Jack Clancy stood at the bottom of Bow Street smelling the warm, rancid stink of fermenting barley from behind the beetling walls of Jameson’s distillery. He always thought it funny that old Samuel Delahaye, a teetotaler and a zealous promoter of the temperance movement, should have chosen this place, so close to the distillery, as the site for the offices of Delahaye & Clancy. Nor could he have welcomed the proximity of the Capuchin friary round the corner in Church Street. Samuel was an old-style Unionist whose people had originated in the black hills of Antrim, and he did not take kindly to Catholics, even though he had brought in one of them, Jack’s father, to be his business partner. To Jack all that seemed immensely far off now, as if it had happened hundreds of years past, and not just a generation ago.

He set off walking slowly, over the cobbles. This street was strange, always had been, so hushed and secretive, with a silence all of its own, flat yet echoing. It was because of the height of the walls on either side, he supposed, and the narrowness between them; the cobbles, too, probably acted on sounds in some deadening way. As a child he had always been frightened when his father brought him here, to the office, and they walked along where he was walking now, hearing their own footsteps. Yet when had his father brought him here, and why? He would not have wanted him about the office, under his feet, and anyway he would have been afraid of what Samuel Delahaye would say, for old Samuel, the senior boss, certainly was not fond of children. Yet Jack saw in his mind the two of them walking along here, hand in hand, the stooping man, only in his thirties and in failing health already, and himself in short trousers and a peaked cap with a button in the crown. Was he remembering or imagining?

He stopped at the squarish brick mansion opposite Duck Lane. It was of modest size, somewhat squat, with two windows to either side of the front door and five more above, on the second floor. The bricks were pale brown with flecks of yellow, as if butter had been mixed into them. The afternoon sun shone kindly on them. The front door too was squat, with a heavy black knocker and a glass fanlight above it where the name of the firm was painted in discreet, gilt lettering:

 

D
ELAHAYE
& C
LANCY
L
TD.

I
MPORT
E
XPORT

He realized, with a curious shock, how fond he was of this house, solid and foursquare as it was. It seemed to him suddenly an old friend he had neglected for a long time but who now had stepped forward diffidently to offer him—to offer him what? Reassurance? Forgiveness? Shelter? He thought of the people inside. A few days ago he had been one of them, a man in an office, quietly working. Now it seemed to him something he had dreamed, another life, commonplace yet fantastical.

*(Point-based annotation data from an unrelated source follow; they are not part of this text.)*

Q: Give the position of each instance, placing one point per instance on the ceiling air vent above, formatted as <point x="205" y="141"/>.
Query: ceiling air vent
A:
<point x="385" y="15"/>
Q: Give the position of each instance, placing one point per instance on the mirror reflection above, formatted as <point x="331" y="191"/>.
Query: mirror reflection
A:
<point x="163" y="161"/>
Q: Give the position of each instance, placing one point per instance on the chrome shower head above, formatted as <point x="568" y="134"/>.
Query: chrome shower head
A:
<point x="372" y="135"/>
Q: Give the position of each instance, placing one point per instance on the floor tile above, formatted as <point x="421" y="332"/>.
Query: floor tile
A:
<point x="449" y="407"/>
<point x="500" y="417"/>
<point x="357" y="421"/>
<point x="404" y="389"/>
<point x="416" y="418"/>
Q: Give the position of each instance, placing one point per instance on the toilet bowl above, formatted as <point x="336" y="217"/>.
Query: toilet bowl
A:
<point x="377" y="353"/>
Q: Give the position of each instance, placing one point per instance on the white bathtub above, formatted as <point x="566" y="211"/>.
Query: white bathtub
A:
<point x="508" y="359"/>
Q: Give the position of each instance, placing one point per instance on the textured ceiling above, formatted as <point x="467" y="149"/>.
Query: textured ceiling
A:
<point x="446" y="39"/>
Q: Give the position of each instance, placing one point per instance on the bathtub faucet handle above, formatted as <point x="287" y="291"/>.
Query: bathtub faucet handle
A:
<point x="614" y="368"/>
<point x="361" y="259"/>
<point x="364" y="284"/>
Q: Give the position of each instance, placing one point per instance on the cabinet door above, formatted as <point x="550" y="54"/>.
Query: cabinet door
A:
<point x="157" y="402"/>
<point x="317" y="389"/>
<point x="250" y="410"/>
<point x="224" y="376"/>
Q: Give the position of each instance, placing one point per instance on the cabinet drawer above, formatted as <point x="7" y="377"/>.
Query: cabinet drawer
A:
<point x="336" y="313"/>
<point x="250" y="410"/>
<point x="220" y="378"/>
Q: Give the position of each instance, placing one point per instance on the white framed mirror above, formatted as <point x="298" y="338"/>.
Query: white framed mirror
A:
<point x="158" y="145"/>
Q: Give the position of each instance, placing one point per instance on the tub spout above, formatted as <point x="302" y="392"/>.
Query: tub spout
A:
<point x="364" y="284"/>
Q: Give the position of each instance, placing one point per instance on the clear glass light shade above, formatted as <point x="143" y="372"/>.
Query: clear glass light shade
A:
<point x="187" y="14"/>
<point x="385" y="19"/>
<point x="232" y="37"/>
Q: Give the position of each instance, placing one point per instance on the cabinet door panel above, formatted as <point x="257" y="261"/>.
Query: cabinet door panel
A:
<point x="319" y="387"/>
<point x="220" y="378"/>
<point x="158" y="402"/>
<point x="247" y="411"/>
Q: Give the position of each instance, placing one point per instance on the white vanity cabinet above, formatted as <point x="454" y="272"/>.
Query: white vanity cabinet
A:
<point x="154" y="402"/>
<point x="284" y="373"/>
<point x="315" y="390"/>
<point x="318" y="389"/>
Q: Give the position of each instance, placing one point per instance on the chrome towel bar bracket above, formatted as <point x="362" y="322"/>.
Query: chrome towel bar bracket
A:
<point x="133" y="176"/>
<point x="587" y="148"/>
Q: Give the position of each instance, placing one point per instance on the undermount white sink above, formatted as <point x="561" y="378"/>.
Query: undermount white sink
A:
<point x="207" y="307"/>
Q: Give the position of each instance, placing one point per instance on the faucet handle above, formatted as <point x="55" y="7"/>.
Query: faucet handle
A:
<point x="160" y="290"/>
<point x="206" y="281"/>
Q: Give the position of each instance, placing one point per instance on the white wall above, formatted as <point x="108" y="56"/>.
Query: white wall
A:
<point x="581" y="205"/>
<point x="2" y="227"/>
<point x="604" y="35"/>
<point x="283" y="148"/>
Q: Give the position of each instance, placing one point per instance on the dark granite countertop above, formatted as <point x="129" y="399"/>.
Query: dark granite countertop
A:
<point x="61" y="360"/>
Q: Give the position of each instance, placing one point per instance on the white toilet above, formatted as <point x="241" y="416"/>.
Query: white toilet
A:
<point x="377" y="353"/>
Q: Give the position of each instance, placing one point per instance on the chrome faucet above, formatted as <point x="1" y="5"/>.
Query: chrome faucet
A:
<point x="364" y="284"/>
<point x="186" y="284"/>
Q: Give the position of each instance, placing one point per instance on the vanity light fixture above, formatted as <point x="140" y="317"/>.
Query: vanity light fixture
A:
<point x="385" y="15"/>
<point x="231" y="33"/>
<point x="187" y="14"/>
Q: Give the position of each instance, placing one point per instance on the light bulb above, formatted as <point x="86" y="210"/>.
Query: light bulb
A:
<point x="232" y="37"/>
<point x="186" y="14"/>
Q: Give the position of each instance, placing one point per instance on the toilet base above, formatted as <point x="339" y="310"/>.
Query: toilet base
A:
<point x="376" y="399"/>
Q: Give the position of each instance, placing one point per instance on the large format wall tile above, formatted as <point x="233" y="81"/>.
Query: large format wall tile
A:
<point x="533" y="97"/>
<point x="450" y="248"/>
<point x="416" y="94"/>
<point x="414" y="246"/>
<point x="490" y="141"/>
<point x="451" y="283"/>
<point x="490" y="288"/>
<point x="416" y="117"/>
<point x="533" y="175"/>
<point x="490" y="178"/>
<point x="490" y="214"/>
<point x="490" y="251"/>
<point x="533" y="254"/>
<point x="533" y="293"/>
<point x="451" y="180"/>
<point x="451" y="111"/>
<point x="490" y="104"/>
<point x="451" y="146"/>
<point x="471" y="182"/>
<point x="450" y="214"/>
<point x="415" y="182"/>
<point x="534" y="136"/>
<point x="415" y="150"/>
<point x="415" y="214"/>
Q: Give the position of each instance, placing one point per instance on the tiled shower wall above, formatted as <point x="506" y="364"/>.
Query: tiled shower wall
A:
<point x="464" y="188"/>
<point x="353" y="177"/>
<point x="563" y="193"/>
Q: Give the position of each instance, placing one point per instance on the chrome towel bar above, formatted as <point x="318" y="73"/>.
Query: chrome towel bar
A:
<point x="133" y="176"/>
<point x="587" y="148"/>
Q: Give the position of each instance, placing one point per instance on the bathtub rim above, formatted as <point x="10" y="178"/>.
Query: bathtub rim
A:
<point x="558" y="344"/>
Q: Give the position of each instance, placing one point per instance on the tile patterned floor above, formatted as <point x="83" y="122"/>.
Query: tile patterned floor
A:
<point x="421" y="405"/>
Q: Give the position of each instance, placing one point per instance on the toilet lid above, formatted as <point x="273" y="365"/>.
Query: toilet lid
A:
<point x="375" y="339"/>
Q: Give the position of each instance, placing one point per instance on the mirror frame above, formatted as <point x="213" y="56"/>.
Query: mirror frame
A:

He did not suppose the twins would be at their desks. They rarely were. They dropped in once in a while, nonchalantly, to sign a few letters and collect their expenses. Such behavior would not have been tolerated in old Samuel’s day. Maverley, the head bookkeeper, had tried once or twice to discipline them but they had laughed at him. Maverley was the one Jack had always worried about, the one he knew would find him out, if anyone would, and now he had. He should have got Maverley on his side, should have brought him in on the plan, should have involved him in the grand and secret strategy he had been working on for years. But Jack had been afraid to show his hand to anyone, and that, he saw now, had been his weakness. For what he had been doing could not be done successfully by one man alone. He should have taken a partner.

Maverley would have been the obvious choice, but Jack had not considered it for a moment, and that had been his downfall. Maverley was a weasel, but weasels have sharp teeth. The bookkeeper, it turned out, had been watching him for months, watching his every move. Jack had secretly set up dummy companies, in Belfast, in Jersey, on the Isle of Man, to buy shares in Delahaye & Clancy—a daring and damn clever thing, even if he said so himself—and he had been on the brink of becoming the major shareholder when Maverley struck. Maverley had not been man enough to confront Jack directly, but had gone instead to Samuel Delahaye and told him everything. And the old bastard, of course, had told Victor.